Zhubrina E. S., Ovchinnikov A. G., Seredinina E. M., Blankova Z. N., Masenko V. P., Heymets G. I., Ageev F. T.



Urgency. A beneficial effect on the CHF course and prognosis has been demonstrated for only a small number of β-adrenoblockers (BAB). In clinical practive, nevertheless, many patients still stay on BAB with not proven or questionable efficacy in CHF. Aim. Evaluating the effectiveness of switching patients with CHF from the “not recommended” BAB to bisoprolol or nebivolol. Materials and methods. 67 patients with stable II-III FC CHF who had received a standard therapy for CHF including “not recommended” BABs were randomized to bisoprolol (n=35) or nebivolol (n=32) in doses of 1.25 to 10 mg/day (depending on individual tolerance). Clinical status and quality of life (using the Minnesota questionnaire and the visual analogue scale) were assessed in all patients at baseline and after 6 months of therapy. Also a 6-min walking test was performed, echoCG was recorded (to evaluate LV EF), and the serum level of N-terminal pro-brain natriuretic peptide (NT-proBNP) was measured.
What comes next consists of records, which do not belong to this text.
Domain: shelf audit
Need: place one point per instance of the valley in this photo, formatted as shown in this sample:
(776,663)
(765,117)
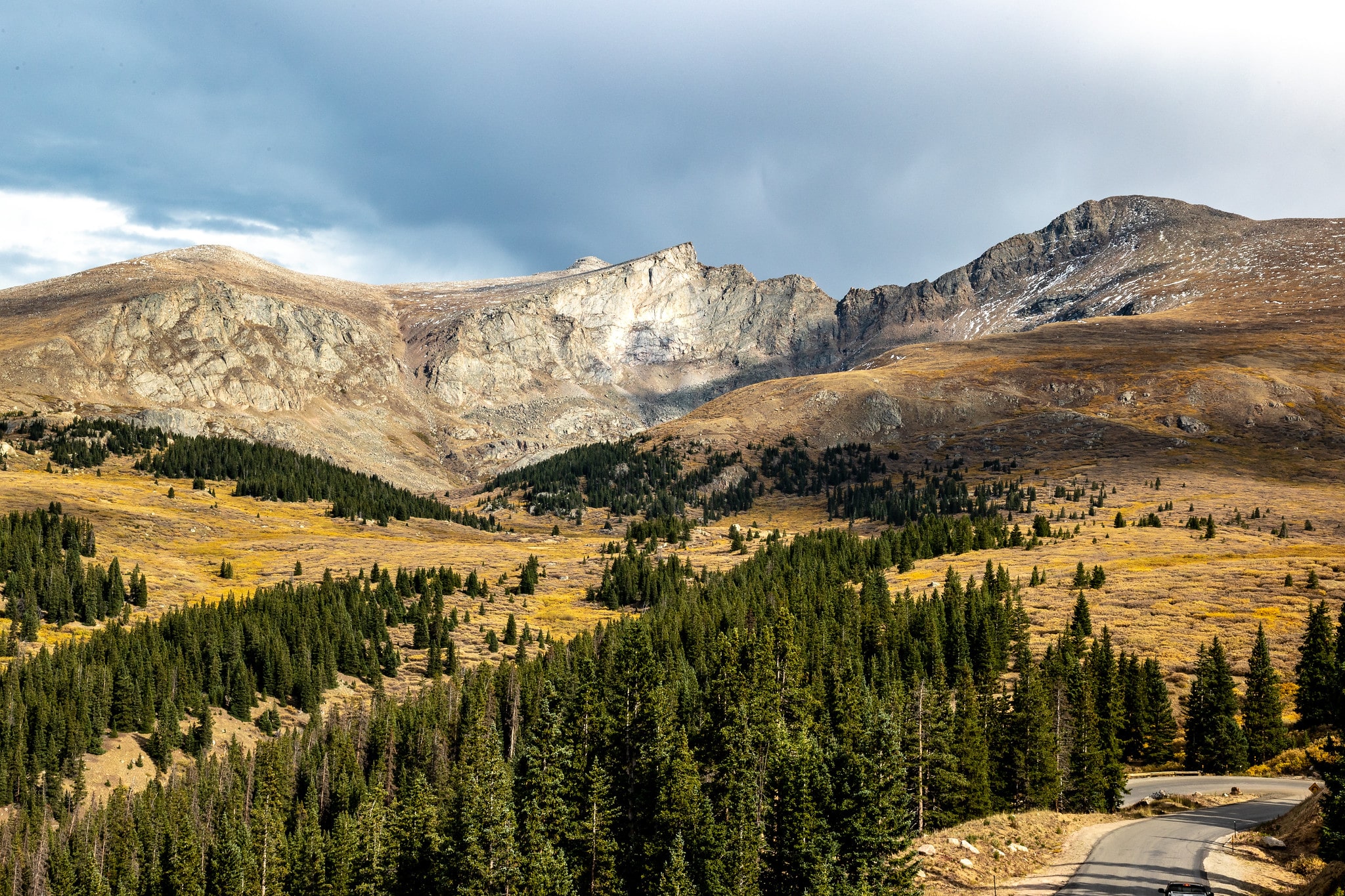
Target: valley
(684,565)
Results. Switching patients from “not recommended” BAB to bisoprolol and nebivolol was associated with a significant decrease in mean CHF FC; an increase in 6-min walking distance; an improvement in all parameters of quality of life, and an increase in LV EF (for all cases, р<0.01 compared to baseline). Despite that NT-proBNP remained virtually unchanged in all patients, a significant decrease in this parameter (p<0.05) was observed in a subgroup of patients with high baseline NT-proBNP levels (above median). Significant differences in effects on all studied parameters between nebivolol and bisoprolol treatment groups were absent. Therefore switching patients with CHF from “not recommended” BAB to nebivolol or bisoprolol was associated with improvements in their condition, quality of life, LV systolic function, and with reduced levels of NT-proBNP in patients with high levels of this peptide.